Emotional, social and psychiatric problems in children and adolescents have been linked to higher levels of genetic vulnerability for adult depression, researchers have found.
For the findings, published in the JAMA Psychiatry, the research team analysed the genetic data of more than 42,000 children and adolescents from seven cohorts across Finland, the Netherlands, Norway, Sweden and the UK.
The study found a link with a higher genetic vulnerability for insomnia, neuroticism and body mass index(BMI). “By contrast, study participants with higher genetic scores for educational attainment and emotional wellbeing were found to have reduced childhood problems,” said study researcher Christel Middeldorp from the University of Queensland in Australia.
For results, researchers calculated a person”s level of genetic vulnerability by adding up the number of risk genes they had for a specific disorder or trait, and then made adjustments based on the level of importance of each gene.

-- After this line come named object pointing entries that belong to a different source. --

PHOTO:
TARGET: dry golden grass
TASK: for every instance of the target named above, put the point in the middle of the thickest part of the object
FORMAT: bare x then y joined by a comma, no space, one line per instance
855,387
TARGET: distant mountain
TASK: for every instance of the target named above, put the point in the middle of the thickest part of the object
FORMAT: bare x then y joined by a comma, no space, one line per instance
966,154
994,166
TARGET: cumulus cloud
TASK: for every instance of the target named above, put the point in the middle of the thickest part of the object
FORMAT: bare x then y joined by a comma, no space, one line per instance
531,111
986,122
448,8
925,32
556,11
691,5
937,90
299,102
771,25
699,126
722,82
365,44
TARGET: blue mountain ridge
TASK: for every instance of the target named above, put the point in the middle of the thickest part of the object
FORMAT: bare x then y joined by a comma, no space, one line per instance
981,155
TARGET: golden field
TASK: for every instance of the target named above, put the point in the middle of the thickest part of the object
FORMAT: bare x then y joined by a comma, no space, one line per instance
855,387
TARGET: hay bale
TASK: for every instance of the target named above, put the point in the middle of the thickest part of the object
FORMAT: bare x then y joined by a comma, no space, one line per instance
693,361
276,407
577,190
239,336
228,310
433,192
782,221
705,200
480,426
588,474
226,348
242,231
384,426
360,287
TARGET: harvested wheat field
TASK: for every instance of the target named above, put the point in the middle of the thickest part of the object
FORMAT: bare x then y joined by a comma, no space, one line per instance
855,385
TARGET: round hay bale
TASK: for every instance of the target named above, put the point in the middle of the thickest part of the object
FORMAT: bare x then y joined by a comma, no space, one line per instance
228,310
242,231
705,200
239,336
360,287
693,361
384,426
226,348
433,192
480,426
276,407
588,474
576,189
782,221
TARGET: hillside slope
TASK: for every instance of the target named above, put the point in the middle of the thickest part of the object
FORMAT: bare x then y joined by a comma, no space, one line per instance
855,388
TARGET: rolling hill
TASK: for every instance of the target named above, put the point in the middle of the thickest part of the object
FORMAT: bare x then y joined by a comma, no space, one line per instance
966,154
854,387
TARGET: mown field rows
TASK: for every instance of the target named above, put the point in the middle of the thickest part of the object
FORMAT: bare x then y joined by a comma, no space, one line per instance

“We found the relationship was mostly similar across ages,” Middeldorp added.The results indicate there are shared genetic factors that affect a range of psychiatric and related traits across a person”s lifespan.
According to the researchers, around 50 per cent of children and adolescents with psychiatric problems, such as attention deficit hyperactivity disorder (ADHD), continue to experience mental disorders as adults and are at risk of disengaging with their school community among other social and emotional problems.
“Our findings are important as they suggest this continuity between childhood and adult traits is partly explained by genetic risk,” Middeldorp said.Individuals at risk of being affected should be the focus of attention and targeted treatment, the researchers said.
“Although the genetic vulnerability is not accurate enough at this stage to make individual predictions about how a person”s symptoms will develop over time, it may become so in the future, in combination with other risk factors,” said Middeldorp.